Monday, September 5, 2022

‘You catch the moment’

 

   A criminal trial brings many people together in one room. It can get crowded and confusing, but there is a clear hierarchy to help make sense of what’s happening.
     First is the judge, of course, in this case U.S. District Judge Harry Leinenweber, 85, set off not just by an elevated perch and flowing black robes, but his air of authority.
     He’s flanked by a clerk, a bailiff, deputies from the U.S. Marshal's office, and a court reporter, working that that odd stenotype machine with its 22 flat keys.
     There is the defendant who, if you were in Leinenweber’s courtroom last week, was R. Kelly, the singer already sentenced in June in New York to 30 years in prison for sexually abusing young girls.
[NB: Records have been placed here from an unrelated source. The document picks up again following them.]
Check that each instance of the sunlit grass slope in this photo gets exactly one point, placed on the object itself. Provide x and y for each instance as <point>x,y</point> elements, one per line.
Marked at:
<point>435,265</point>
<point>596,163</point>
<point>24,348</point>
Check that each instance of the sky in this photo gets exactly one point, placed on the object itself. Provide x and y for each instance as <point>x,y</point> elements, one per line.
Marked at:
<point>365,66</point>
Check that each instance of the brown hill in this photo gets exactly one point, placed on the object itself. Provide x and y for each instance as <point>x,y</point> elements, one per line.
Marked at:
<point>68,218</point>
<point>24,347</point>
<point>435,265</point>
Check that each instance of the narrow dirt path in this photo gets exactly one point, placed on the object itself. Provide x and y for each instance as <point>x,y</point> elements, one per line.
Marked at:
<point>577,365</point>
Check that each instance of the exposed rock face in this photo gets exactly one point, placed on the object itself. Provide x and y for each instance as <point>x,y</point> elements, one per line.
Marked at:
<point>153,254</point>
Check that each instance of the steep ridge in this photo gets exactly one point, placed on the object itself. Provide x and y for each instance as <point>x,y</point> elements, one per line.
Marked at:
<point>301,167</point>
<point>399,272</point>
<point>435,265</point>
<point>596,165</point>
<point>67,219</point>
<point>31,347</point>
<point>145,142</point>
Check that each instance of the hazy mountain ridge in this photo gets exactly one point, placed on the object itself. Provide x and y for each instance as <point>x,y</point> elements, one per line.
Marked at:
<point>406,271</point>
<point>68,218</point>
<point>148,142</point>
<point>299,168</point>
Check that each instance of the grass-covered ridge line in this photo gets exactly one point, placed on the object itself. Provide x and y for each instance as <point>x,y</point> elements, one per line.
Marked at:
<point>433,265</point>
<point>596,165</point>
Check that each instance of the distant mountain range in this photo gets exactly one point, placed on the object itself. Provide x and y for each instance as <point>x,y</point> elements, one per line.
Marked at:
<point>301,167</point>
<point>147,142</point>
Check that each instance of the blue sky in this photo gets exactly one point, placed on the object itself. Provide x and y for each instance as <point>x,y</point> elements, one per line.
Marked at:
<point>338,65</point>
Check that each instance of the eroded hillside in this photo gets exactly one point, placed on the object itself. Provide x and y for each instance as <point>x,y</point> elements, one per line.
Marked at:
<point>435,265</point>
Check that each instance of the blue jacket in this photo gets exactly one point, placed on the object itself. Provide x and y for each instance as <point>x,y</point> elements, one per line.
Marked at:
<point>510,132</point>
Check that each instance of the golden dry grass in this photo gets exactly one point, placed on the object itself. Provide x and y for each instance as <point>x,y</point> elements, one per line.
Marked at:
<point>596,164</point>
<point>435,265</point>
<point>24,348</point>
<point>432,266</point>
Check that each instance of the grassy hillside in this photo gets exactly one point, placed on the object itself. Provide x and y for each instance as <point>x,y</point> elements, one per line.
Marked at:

This latest trial, now in its fourth week, is expected to conclude in a few days.
     Kelly’s at a table with his attorneys. At the next table is the prosecution. There is the jury in their box, the press in its row, the public filling the rest of the room. Witnesses come and go.
     Then there is Don Colley, 68, bald with a neat beard. He typically holds a Stillman & Birn sketchbook, with grey or tan pages. He gazes at the proceedings, while sketching with colored markers, Pitt Artist Pens, by Faber-Castell. He likes them because they don’t have an odor, like some markers, which can give an artist away. Plus, you don’t have to stop drawing to sharpen them, as with pencils.
     You might naturally assume Colley is a courtroom artist — normally, there are two, working for TV stations. But Colley is something rarer than a courtroom artist: an artist in a courtroom.